Keep Your Horse Warm

Your horses do an efficient job of keeping themselves warm in the cold with a thick winter coat of fur, but you may need to add an extra layer of warmth with a horse blanket. While it’s an important horse-riding safety tip for the winter to keep your horse warm, it’s also important not to keep them too warm. Just like with people, a sweating horse is more at risk of getting cold faster. While outdoors in freezing temperatures, do your best to make sure your horses stay warm and dry.

When horses walk on snow and ice, keep a lookout for snowballs that build up in their hooves and pick them out whenever possible.

Take It Slow and Steady

Just like you, the cold tightens a horse’s muscles and joints, making them more prone to injury. Warm your horse up before heading out on the ride, and do your best not to stress them out too much. It may be tempting to ride quickly to get home faster, but it’s wiser to ride carefully and watch where you direct the horse. A careful rider is less likely to get into a costly accident. Wintery environments contain many seasonal hazards, such as snow and ice that cover dangers in the terrain. Never travel onto land or trails that you aren’t sure of.
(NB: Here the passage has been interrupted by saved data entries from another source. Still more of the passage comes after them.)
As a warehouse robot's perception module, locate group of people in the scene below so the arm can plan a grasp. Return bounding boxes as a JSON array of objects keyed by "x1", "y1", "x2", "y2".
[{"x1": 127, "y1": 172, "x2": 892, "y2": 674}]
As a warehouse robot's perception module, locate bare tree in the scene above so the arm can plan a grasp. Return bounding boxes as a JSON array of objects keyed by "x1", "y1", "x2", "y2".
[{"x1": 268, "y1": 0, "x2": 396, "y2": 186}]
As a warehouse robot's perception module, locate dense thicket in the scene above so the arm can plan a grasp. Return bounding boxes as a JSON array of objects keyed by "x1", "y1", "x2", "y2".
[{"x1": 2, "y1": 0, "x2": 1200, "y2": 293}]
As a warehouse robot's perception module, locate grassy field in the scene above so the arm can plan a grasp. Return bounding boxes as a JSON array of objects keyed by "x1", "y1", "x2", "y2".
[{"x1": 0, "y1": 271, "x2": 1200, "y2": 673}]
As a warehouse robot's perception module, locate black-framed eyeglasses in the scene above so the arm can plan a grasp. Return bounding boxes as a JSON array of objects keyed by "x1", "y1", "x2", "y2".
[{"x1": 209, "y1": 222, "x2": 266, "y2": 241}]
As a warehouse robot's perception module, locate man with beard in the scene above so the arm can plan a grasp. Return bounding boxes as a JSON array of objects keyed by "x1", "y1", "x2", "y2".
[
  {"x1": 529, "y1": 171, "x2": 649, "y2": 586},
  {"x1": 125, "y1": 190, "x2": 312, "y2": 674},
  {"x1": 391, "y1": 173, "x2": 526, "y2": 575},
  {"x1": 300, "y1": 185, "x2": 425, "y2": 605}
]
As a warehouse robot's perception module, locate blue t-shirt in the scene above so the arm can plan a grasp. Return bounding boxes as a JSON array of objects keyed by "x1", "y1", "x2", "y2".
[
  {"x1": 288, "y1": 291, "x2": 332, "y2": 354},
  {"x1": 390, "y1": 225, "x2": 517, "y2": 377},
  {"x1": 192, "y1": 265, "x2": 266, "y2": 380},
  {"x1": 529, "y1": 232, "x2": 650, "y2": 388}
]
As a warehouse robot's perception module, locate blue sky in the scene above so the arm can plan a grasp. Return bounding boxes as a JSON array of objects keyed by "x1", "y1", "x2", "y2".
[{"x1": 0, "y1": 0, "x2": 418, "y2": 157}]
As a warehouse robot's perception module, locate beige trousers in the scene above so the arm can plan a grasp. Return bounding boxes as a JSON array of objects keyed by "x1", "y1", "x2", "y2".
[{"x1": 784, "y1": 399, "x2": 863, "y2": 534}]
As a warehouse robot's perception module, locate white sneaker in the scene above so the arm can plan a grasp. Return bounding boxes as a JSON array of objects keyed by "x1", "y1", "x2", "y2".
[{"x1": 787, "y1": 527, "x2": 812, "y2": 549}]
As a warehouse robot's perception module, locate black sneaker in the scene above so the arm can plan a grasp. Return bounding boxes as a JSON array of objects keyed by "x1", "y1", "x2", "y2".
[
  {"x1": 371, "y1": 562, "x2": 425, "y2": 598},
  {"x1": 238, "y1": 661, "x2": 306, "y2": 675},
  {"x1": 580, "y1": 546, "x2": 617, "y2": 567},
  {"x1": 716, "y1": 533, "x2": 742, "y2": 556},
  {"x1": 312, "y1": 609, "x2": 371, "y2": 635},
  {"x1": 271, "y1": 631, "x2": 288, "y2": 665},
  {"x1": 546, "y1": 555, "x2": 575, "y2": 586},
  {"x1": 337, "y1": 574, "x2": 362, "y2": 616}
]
Make Sure Horses Are Eating and Drinking

A horse that isn’t well-fed in the winter is less likely to stay warm and healthy during a chilly ride. Make sure to feed your horses the proper amount of food for their weight so they can stay energized for a winter stroll. High energy horses may need extra food during the winter, so do your best to find a healthy balance between under and overfeeding. Dehydration is also common in horses during the winter, especially if they’re picky about water temperature. Keep their digestive system moving with food and water, so they don’t critically misbehave during a ride.